Generate chat responses with chat
Use chat for conversational prompts, summarization, and instruction-following workflows. Keep prompts concise and use structured message roles so outputs stay predictable.
const baseUrl = "https://api.example.com/api/v1";
const tenantId = "<TENANT_ID>";
const apiKey = "<API_KEY>";
async function generateChatResponse(integrationId: string) {
const response = await fetch(`${baseUrl}/integrations/${encodeURIComponent(integrationId)}/execute`, {
method: "POST",
headers: {
"X-API-Key": apiKey,
"X-Tenant-ID": tenantId,
"Content-Type": "application/json",
},
body: JSON.stringify({
operation: "chat",
messages: [
{ role: "system", content: "You are a helpful operations assistant." },
{ role: "user", content: "Summarize the latest incident notes in 3 bullets." }
},
temperature: 0.2,
max_tokens: 300
}),
});
if (!response.ok) throw new Error(`Request failed: ${response.status}`);
return response.json();
}curl -X POST "https://api.example.com/api/v1/integrations/<ENTITY_ID>/execute" \
-H "X-API-Key: <API_KEY>" \
-H "X-Tenant-ID: <TENANT_ID>" \
-H "Content-Type: application/json" \
-d '{
"operation": "chat",
"messages": [
{"role": "system", "content": "You are a helpful operations assistant."},
{"role": "user", "content": "Summarize the latest incident notes in 3 bullets."}
],
"temperature": 0.2,
"max_tokens": 300
}'
{
"success": true,
"message_count": 1,
"response": {
"choices": [
{
"message": {
"role": "assistant",
"content": "- Incident impact limited to EU region...\n- Root cause traced to queue timeout...\n- Mitigation deployed with monitoring in place."
}
}
],
"usage": {
"prompt_tokens": 58,
"completion_tokens": 74,
"total_tokens": 132
}
},
"tokens": {
"prompt_tokens": 58,
"completion_tokens": 74,
"total_tokens": 132
}
}
Create vectors with embeddings
Use embeddings when your workflow needs semantic search, classification, or similarity scoring. This operation is useful for building retrieval pipelines over internal documentation and ticket histories.

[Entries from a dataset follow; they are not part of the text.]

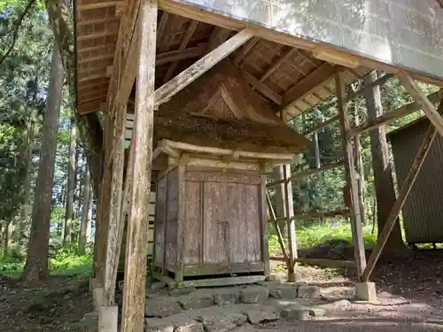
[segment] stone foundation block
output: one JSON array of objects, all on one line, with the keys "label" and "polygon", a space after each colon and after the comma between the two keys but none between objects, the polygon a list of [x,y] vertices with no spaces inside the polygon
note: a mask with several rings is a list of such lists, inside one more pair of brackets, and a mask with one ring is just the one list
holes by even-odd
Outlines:
[{"label": "stone foundation block", "polygon": [[299,286],[299,297],[319,298],[320,289],[317,286]]},{"label": "stone foundation block", "polygon": [[198,297],[189,297],[179,300],[178,304],[184,310],[206,308],[214,305],[214,297],[210,295]]},{"label": "stone foundation block", "polygon": [[147,317],[167,317],[182,311],[176,301],[169,299],[152,299],[147,301],[145,315]]},{"label": "stone foundation block", "polygon": [[240,290],[242,303],[264,303],[269,296],[269,290],[261,287],[251,287]]},{"label": "stone foundation block", "polygon": [[377,302],[377,290],[374,282],[355,282],[355,298],[368,302]]},{"label": "stone foundation block", "polygon": [[290,321],[304,320],[308,317],[309,312],[303,305],[291,305],[283,309],[281,315]]}]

const baseUrl = "https://api.example.com/api/v1";
const tenantId = "<TENANT_ID>";
const apiKey = "<API_KEY>";
async function createEmbedding(integrationId: string) {
const response = await fetch(`${baseUrl}/integrations/${encodeURIComponent(integrationId)}/execute`, {
method: "POST",
headers: {
"X-API-Key": apiKey,
"X-Tenant-ID": tenantId,
"Content-Type": "application/json",
},
body: JSON.stringify({
operation: "embeddings",
input: "Quarterly revenue update for enterprise accounts."
}),
});
if (!response.ok) throw new Error(`Request failed: ${response.status}`);
return response.json();
}curl -X POST "https://api.example.com/api/v1/integrations/<ENTITY_ID>/execute" \
-H "X-API-Key: <API_KEY>" \
-H "X-Tenant-ID: <TENANT_ID>" \
-H "Content-Type: application/json" \
-d '{
"operation": "embeddings",
"input": "Quarterly revenue update for enterprise accounts."
}'
{
"success": true,
"message_count": 1,
"embeddings": [
{
"index": 0,
"embedding": [0.012, -0.008, 0.144, -0.032]
}
],
"model": "text-embedding-ada-002",
"usage": {
"prompt_tokens": 8,
"total_tokens": 8
}
}
Reliability guidance
Most failures come from invalid deployment names, unsupported API versions, or throttling (429) on busy resources. Confirm deployment configuration and API version compatibility in Azure before troubleshooting prompt behavior.
For stable production operation, implement backoff retries, set token limits to control cost, and monitor deployment usage by region. This keeps AI workflows responsive and predictable.